Her children had inherited her political radicalness, Hettie was a secretary of the No Conscription Fellowship and a teacher, a member of the Socialist Labour Party and described as having ‘advanced revolutionary tendencies’. Winnie was a socialist and had moved to Southampton to attend teaching college, going on to marry Alfred Mason, a chemist. Alice’s son William was a socialist and pacifist, a CO who had spent a month in jail after a run in with the police. This political family used code in their letters, anticipating that their beliefs and activism could mark them as targets by the authorities during the war.

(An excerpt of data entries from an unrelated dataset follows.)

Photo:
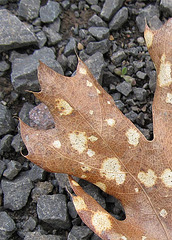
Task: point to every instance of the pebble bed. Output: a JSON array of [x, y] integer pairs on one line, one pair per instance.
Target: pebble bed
[[108, 37]]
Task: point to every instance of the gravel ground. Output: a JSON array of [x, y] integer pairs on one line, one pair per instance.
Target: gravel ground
[[108, 36]]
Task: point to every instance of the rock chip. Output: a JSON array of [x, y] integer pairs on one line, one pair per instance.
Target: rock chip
[[124, 88], [16, 192], [6, 121], [96, 64], [110, 7], [119, 19], [52, 209], [13, 168], [49, 12], [101, 46], [14, 33], [8, 226], [29, 10], [79, 233], [99, 33]]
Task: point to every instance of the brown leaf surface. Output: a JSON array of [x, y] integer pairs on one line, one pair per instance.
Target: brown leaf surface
[[93, 140]]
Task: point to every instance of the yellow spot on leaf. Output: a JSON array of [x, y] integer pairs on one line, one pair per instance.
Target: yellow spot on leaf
[[169, 98], [57, 144], [101, 185], [133, 136], [92, 138], [111, 169], [83, 71], [79, 203], [91, 112], [89, 84], [111, 122], [63, 107], [164, 76], [78, 141], [86, 169], [90, 153], [163, 213], [148, 37], [101, 222], [167, 177], [148, 179]]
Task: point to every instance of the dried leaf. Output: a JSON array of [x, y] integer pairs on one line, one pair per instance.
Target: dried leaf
[[93, 140]]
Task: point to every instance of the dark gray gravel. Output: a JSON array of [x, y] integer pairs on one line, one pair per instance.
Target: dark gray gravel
[[108, 36]]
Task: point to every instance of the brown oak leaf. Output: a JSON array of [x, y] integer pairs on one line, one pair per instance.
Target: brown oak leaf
[[94, 141]]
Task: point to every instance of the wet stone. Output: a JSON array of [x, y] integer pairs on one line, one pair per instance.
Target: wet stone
[[110, 7], [99, 33], [79, 233], [7, 226], [52, 209], [49, 12], [29, 10], [16, 192], [14, 33], [13, 168]]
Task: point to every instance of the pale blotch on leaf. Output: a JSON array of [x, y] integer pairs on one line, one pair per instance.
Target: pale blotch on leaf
[[133, 136], [167, 177], [57, 144], [92, 138], [111, 169], [86, 169], [101, 185], [169, 98], [83, 71], [148, 37], [63, 107], [90, 153], [164, 76], [148, 179], [111, 122], [163, 213], [78, 141], [91, 112], [79, 203], [89, 84], [101, 222]]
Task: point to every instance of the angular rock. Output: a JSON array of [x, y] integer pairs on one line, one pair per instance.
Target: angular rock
[[41, 38], [41, 188], [124, 88], [101, 46], [53, 37], [146, 13], [166, 7], [110, 7], [29, 10], [118, 57], [52, 209], [6, 121], [7, 226], [25, 78], [14, 33], [96, 64], [119, 19], [96, 21], [99, 33], [16, 192], [70, 47], [13, 168], [79, 233], [36, 173], [39, 236], [17, 143], [49, 12]]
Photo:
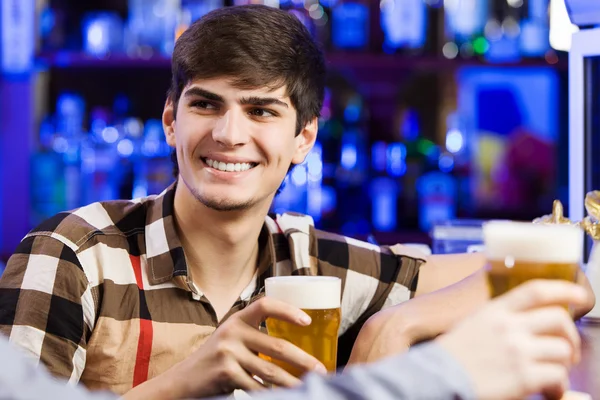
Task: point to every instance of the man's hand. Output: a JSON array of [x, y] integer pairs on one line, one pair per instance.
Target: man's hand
[[229, 358], [521, 343]]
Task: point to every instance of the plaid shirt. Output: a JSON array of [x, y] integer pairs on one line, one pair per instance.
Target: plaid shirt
[[102, 294]]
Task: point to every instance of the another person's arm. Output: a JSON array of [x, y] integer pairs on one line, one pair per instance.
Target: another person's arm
[[450, 287], [522, 343], [443, 270]]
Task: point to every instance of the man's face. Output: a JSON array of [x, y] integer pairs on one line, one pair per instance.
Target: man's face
[[234, 147]]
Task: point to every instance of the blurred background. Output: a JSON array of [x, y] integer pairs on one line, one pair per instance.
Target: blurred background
[[438, 113]]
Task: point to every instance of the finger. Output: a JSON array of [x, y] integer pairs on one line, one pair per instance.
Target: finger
[[239, 379], [281, 350], [547, 378], [541, 293], [267, 307], [267, 371], [554, 321], [549, 349]]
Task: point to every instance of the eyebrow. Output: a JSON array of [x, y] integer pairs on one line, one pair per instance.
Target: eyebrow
[[252, 100], [262, 101]]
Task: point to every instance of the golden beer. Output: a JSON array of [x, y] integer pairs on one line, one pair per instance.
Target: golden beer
[[517, 252], [319, 297]]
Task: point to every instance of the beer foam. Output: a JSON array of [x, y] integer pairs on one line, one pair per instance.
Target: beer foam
[[306, 292], [532, 242]]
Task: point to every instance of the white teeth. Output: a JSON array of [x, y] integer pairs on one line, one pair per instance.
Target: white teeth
[[229, 167]]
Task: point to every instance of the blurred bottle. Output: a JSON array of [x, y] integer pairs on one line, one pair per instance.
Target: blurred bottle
[[404, 24], [350, 24], [437, 199], [153, 170], [70, 115], [152, 26], [102, 33], [99, 159], [47, 174]]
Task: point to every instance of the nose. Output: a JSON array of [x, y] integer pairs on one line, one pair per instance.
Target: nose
[[229, 131]]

The family were correct to be worried. The Ministry of Munitions, in conjunction with the Parliamentary Military Security Dept. No.2 (a forerunner of MI5) infiltrated the family, posing two men as COs to be sheltered by Alice. These agents, Alex Gordon and Herbert Booth concocted a plot; they assured Alice that that if she and her family would help them release their friends from a CO Camp, they would arrange for Alice’s son William, and her two son-in-laws to travel to America, away from the threat of war or jail. But to do so, Alice would have to procure poison; strychnine and curare. This poison was to be used on the guard dogs at the CO Camp, said the two men. Alfred Mason, Alice’s son-in-law and chemist, dispatched the poison to Alice. The parcel was intercepted and Alice, Hettie, Winnie and Alfred were arrested for plotting to murder the Prime Minister, David Lloyd George, and the War Cabinet Minister, Arthur Henderson. The newspapers were tipped off, and Alice and her family became a sensational press story.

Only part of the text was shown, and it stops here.